Cost of Control 2010: The Good, the Bad and the Ugly

Last week, Basware released ‘Cost of Control 2010’, the second annual global study producing insight into the opinions and priorities of 550 finance executives around the world. In an interview with gtnews, Adrian Done, Professor of Production, Technology and Operations Management at Barcelona’s IESE Business School and one of the authors of the report, explained the main differences between the survey findings in 2009 and 2010.

“In 2009, most companies were in survival mode, but in 2010 we are seeing a move towards revival, with guarded optimism,” Done explains. “Last year, the finance directors and CFOs [chief financial officers] were stunned by the amount of risk in the supply chain. This year they have realised important gains that comes with a good relationship with procurement, which are seen as the gatekeepers to the supply chain.

“In 2010, there are the good, the bad and the ugly in the survey findings. The good is that there is some optimism of recovery and companies are in a positive mood. The bad is that despite 12 months of trying to integrate processes between finance and procurement, we are still a long way off and at the seedling stage of cementing relations between finance and procurement. The ugly part, possibly as a result of the increased knowledge of the whole procurement and supply chain issue, is that CFOs and financial directors are even more aware of their contribution to the financial risk of a company. It is ugly but understandable. Clearly what has to happen is that the procurement and finance departments have to start talking.”
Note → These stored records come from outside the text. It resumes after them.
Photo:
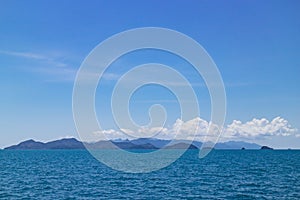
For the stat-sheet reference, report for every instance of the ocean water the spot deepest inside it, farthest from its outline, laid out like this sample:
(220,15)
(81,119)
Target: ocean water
(223,174)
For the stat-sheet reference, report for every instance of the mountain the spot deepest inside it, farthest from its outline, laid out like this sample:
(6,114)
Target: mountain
(141,143)
(70,143)
(181,145)
(28,144)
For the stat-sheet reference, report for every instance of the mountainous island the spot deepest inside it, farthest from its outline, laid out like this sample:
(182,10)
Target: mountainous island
(141,143)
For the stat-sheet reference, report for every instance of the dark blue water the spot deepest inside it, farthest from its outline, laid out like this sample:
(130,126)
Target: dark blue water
(223,174)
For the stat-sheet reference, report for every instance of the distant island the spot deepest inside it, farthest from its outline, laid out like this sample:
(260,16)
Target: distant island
(141,143)
(266,148)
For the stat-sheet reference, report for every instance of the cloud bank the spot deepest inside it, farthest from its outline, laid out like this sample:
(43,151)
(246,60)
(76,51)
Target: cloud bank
(256,129)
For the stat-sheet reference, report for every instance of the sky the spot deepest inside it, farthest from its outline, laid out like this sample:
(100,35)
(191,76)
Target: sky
(255,44)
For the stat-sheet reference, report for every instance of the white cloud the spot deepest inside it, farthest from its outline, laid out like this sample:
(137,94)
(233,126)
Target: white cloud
(237,130)
(259,128)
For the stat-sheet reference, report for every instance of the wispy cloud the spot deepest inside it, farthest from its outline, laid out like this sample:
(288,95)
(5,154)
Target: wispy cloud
(35,56)
(255,129)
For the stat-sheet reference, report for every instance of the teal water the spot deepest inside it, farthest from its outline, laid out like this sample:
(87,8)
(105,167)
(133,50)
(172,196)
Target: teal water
(223,174)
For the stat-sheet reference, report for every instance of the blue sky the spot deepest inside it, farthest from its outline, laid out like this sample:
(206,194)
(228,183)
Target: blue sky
(255,44)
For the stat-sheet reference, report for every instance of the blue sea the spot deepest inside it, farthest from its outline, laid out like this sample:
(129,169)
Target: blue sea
(223,174)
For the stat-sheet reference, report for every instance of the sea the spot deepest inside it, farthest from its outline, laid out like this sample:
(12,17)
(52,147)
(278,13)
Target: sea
(223,174)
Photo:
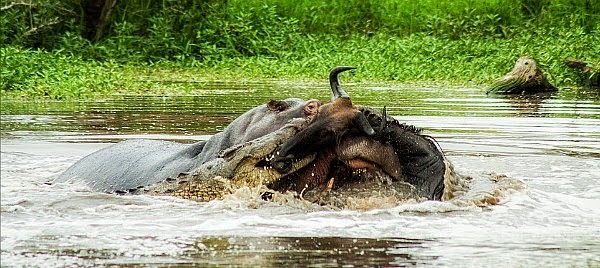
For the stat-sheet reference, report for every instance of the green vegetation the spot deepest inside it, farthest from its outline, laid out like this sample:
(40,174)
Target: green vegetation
(51,49)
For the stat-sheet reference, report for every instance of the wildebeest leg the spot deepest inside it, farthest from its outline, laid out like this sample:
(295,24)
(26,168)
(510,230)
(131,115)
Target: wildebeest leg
(308,177)
(421,157)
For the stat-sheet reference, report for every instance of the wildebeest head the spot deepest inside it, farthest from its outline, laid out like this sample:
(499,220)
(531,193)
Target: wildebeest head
(332,121)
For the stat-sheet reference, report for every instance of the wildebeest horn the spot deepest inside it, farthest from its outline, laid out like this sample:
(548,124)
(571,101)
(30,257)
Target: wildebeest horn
(361,122)
(383,119)
(337,91)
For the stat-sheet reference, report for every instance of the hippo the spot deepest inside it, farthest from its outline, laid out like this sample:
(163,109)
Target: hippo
(302,146)
(134,163)
(357,148)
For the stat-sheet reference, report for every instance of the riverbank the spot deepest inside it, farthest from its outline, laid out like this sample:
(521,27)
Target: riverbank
(415,59)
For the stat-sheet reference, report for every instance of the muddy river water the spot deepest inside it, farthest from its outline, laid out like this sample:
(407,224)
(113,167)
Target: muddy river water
(550,144)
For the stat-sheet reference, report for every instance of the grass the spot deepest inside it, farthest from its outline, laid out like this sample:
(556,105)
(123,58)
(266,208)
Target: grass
(416,58)
(149,44)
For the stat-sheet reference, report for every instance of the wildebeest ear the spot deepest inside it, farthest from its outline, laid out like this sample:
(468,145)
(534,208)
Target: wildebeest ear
(361,122)
(277,106)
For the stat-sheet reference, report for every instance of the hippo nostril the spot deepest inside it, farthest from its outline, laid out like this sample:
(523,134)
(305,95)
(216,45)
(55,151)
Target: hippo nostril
(282,166)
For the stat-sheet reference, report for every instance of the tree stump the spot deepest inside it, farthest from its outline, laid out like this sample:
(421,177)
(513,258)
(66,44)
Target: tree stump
(525,77)
(588,74)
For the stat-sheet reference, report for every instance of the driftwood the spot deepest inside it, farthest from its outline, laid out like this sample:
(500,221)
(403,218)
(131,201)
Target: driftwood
(588,74)
(525,77)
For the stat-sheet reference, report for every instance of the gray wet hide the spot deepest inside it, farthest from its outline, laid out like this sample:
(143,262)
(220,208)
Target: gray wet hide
(135,163)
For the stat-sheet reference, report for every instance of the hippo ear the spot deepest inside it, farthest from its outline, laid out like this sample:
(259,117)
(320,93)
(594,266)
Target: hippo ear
(361,122)
(277,106)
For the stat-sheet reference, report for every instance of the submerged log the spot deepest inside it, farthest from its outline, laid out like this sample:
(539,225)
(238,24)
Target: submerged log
(588,74)
(525,77)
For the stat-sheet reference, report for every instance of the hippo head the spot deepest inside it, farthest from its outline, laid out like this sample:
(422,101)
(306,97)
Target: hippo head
(332,121)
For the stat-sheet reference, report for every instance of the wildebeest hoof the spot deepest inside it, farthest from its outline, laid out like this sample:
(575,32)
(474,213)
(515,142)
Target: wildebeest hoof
(282,165)
(267,196)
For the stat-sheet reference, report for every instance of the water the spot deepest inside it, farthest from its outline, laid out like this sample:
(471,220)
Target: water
(549,143)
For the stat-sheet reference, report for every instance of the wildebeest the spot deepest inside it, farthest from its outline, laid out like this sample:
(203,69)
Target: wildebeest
(344,138)
(340,130)
(133,163)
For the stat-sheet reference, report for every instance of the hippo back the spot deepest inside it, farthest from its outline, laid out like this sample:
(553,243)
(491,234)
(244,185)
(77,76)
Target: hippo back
(133,163)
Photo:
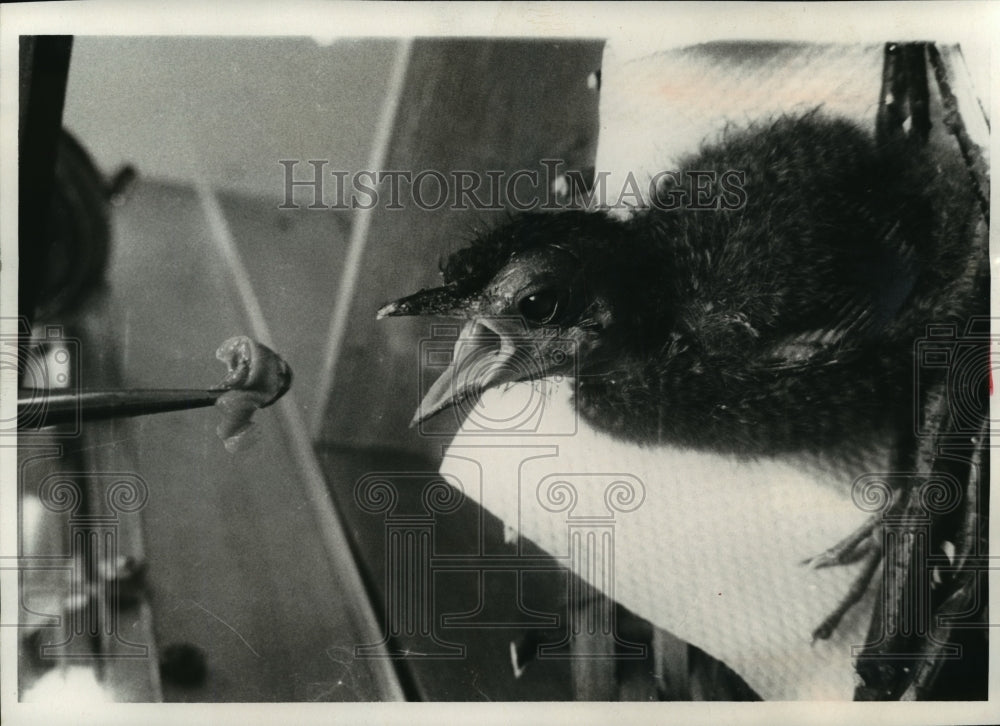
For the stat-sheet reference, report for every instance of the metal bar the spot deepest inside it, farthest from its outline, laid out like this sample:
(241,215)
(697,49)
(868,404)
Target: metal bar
(41,407)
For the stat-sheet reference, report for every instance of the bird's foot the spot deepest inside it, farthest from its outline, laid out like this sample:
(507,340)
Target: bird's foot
(858,588)
(849,550)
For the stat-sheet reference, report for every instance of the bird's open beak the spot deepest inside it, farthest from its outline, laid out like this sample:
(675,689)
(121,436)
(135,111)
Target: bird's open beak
(439,301)
(486,355)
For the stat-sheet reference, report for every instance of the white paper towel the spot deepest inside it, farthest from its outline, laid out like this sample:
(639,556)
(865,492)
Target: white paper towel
(706,547)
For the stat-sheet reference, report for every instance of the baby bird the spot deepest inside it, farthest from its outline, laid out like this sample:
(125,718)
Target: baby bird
(772,313)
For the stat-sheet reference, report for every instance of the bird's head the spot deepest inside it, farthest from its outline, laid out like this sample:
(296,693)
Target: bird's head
(542,296)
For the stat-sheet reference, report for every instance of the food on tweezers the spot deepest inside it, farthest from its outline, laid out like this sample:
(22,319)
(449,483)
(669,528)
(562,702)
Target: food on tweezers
(257,377)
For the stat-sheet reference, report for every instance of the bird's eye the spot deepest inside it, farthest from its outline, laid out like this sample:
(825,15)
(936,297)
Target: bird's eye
(542,306)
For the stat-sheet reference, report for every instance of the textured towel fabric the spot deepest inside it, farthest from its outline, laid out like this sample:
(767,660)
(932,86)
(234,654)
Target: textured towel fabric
(706,547)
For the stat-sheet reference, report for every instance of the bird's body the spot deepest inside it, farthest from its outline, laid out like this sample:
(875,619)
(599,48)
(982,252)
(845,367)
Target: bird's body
(786,325)
(777,329)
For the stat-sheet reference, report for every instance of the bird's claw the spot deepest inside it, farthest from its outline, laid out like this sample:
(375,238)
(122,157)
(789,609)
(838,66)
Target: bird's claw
(849,550)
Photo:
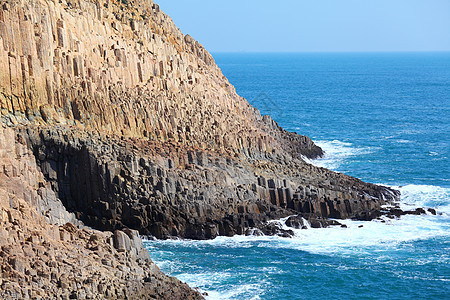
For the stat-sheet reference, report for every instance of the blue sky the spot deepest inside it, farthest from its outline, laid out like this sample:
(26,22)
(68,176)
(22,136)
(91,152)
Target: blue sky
(314,25)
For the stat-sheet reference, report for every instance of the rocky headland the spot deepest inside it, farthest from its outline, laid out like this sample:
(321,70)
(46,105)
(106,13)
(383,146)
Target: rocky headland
(115,124)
Done makes the point that in order to start the discussion, good quality financial information is needed. “The conclusion is that without excellent information flows, particularly between procurement and financed departments, internal decision making cannot take place and there will always be a lack of confidence on the part of CPOs [chief procurement officers] and CFOs because they don’t feel properly informed. There is a crisis of confidence in the broader economy, but the same thing is happening within companies and supply chains because people are making decisions based on information that they don’t have confidence in. One way to solve this problem is to sit down and put in place processes so that they are sharing good quality information.”

But even though 2010 is experiencing a revival, where many companies are talking about increasing profits and making new investments, cost control remains a key issue.

“Moving forward, finance directors/CFOs are still faced with big challenges: most of the low hanging fruit is gone in terms of cost reduction and supplier stability issues are still there. But the good thing is that people have woken up to the challenges,” he says.